- Born: Thomas Colgrove Hanks November 29, 1944 Washington, DC, U.S.
- Died: March 5, 2024 (aged 79) Palo Alto, California, U.S.
- Education: Princeton California Institute of Technology
- Known for: Moment magnitude scale
- Scientific career
- Fields: Seismology

= Thomas C. Hanks =

American seismologist

Thomas Colgrove Hanks (November 29, 1944 – March 5, 2024) was an American seismologist. He worked for the US Geological Survey (USGS) in Menlo Park, California. Dr.
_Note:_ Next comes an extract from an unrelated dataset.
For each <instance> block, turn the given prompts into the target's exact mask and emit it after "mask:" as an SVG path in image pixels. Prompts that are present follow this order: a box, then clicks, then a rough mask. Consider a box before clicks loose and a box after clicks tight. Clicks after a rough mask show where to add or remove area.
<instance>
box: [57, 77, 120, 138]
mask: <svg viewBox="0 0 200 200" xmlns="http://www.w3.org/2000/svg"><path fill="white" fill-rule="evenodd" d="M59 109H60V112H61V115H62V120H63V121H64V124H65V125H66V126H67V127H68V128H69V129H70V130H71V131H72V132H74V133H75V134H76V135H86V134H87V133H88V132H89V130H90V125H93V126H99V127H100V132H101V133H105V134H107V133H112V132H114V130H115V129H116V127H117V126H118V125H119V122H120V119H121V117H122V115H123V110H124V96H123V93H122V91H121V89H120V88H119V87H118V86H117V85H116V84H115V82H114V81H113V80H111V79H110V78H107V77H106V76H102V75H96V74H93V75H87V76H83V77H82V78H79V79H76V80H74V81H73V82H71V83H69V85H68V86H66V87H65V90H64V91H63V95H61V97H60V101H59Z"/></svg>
Hanks was a member of the Seismological Society of America, the American Geophysical Union, the Earthquake Engineering Research Institute, the Geological Society of America, the Peninsula Geological Society at Stanford, and many related geological societies. Dr. Hanks authored dozens of scholarly papers in strong-motion seismology and tectonic geomorphology.

Hanks was born in Washington DC, the middle of three sons. Hanks graduated with a B.S.E. in geological engineering from Princeton University in 1966 after completing a senior thesis titled "The meaning of a heat flow experiment on Mars." He later received his PhD from the California Institute of Technology in 1972 after completing a dissertation titled "A Contribution to the Determination and Interpretation of Seismic Source Parameters".

In 1979 the Japanese-American seismologist Hiroo Kanamori, professor of seismology at the California Institute of Technology and Dr. Hanks suggested the use of moment magnitude scale to replace the Richter magnitude scale for measuring the relative strength of earthquakes. The reason was that the Richter scale saturates at magnitudes greater than about 5.5, while the Moment magnitude scale does not saturate.

On March 5, 2024, Dr Hanks died from a stroke after battling prostate cancer. A scientific symposium celebrating his life was held by the USGS at the Ames NASA Research Center in October 2024.